With the economy grinding to a halt, and with personal spending on a steep slope down, the spare cash available to businesses is becoming ever more stretched. Yet at the same time, our industry is told we need to diversify the products on offer, improve and innovate. But how businesses do this when their cash reserves are dwindling?

Introducing new products to market is a long and expensive process. They can’t be rushed otherwise it will cost yet more money to put the potential mistakes right. New and improved products are what have kept this market moving during these turbulent economic times. But with spare cash, that would have been earmarked for R&D, becoming a rare commodity, could we face an era where new product arrivals are rare and celebrated events?

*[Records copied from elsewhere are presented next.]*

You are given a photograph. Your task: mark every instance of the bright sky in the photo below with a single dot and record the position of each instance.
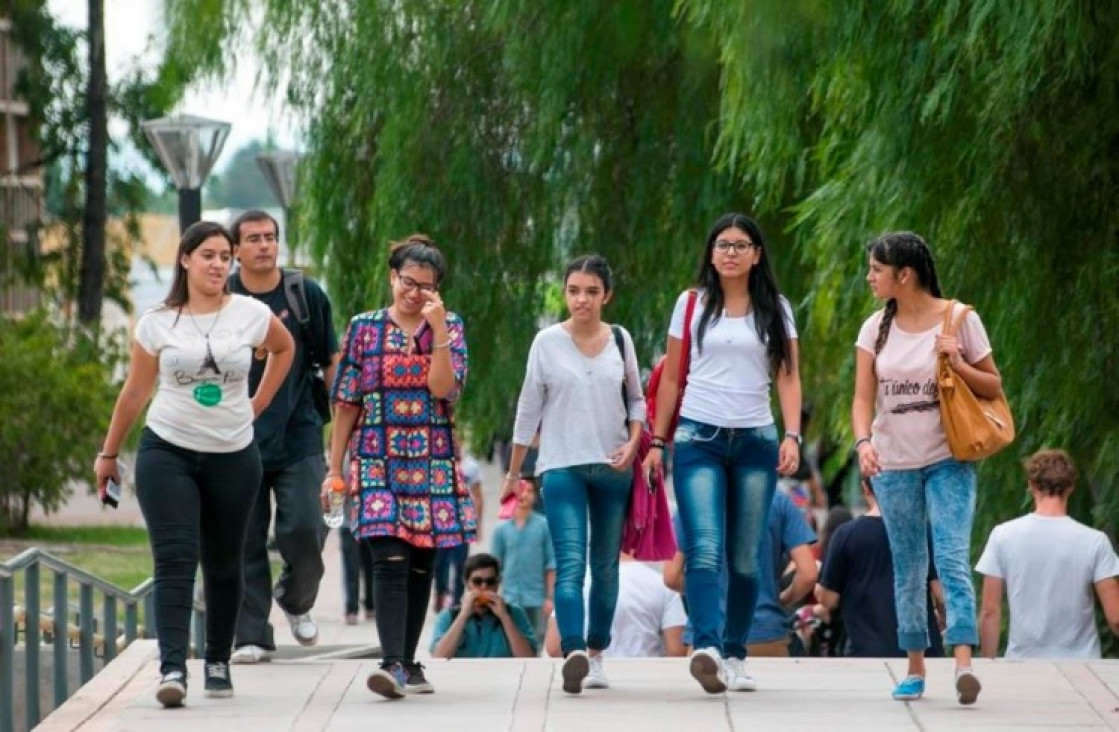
(134, 37)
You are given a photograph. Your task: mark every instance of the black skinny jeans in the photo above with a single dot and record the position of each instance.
(196, 504)
(402, 576)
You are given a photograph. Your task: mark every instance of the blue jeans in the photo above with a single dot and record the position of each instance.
(941, 496)
(569, 495)
(724, 478)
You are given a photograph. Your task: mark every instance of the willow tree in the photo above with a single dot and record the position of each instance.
(991, 129)
(516, 133)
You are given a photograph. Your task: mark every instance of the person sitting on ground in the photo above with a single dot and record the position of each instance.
(857, 578)
(648, 620)
(483, 625)
(1049, 563)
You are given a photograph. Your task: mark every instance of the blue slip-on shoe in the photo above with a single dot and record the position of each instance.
(910, 690)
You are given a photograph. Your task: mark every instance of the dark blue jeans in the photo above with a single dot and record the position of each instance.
(570, 494)
(196, 506)
(724, 478)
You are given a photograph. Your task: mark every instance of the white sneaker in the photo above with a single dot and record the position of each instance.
(596, 677)
(706, 667)
(737, 675)
(251, 655)
(303, 629)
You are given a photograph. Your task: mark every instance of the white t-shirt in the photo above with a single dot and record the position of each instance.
(201, 400)
(906, 431)
(576, 402)
(729, 383)
(645, 609)
(1050, 566)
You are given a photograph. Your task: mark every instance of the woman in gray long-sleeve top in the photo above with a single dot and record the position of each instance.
(589, 438)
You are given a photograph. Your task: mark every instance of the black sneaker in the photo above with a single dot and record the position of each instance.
(172, 688)
(416, 683)
(217, 679)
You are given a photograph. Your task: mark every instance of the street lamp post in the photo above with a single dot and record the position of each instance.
(188, 147)
(279, 169)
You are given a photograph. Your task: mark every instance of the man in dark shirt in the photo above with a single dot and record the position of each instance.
(289, 433)
(858, 576)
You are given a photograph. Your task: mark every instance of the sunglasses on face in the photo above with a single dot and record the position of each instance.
(483, 582)
(408, 283)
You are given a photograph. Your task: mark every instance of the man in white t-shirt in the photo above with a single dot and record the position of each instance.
(648, 620)
(1050, 565)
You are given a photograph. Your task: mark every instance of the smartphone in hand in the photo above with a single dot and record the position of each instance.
(112, 494)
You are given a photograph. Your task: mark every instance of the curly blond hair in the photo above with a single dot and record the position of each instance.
(1051, 471)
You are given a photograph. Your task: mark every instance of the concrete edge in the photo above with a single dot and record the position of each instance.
(101, 690)
(1092, 690)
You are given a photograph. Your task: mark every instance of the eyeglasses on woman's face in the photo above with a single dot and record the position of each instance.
(483, 582)
(410, 284)
(739, 246)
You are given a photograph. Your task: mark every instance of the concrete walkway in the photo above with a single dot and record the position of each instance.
(648, 694)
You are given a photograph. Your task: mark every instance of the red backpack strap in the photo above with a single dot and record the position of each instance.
(682, 377)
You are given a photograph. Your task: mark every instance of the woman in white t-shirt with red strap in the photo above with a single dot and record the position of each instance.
(904, 451)
(198, 468)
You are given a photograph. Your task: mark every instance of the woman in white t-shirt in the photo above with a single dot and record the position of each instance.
(572, 396)
(905, 453)
(727, 452)
(197, 468)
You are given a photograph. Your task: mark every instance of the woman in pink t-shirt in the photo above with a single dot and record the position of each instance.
(904, 451)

The other factor we have to look at are companies’ willingness to spend their spare cash. If they think that the economy is heading for the rocks again, they’re going to need that sterling to keep the business solvent and their employees in jobs. Weigh that up against new products, and you’re only going to find one outcome. Though I know there is the argument that a revolutionary new product may bring in more money than the cost to develop it and bring it to market.

Let’s face it, confidence to spend is pretty much non-existent right now. That goes for me, you, our customers, manufacturers and profile companies (apart from Veka obviously!). I think we’re are going to see falling levels of investment, if we aren’t already. On the plus side, the last three years has seen wave upon wave of new products and innovations come to bare, so it’s not as if we don’t have anything to go on!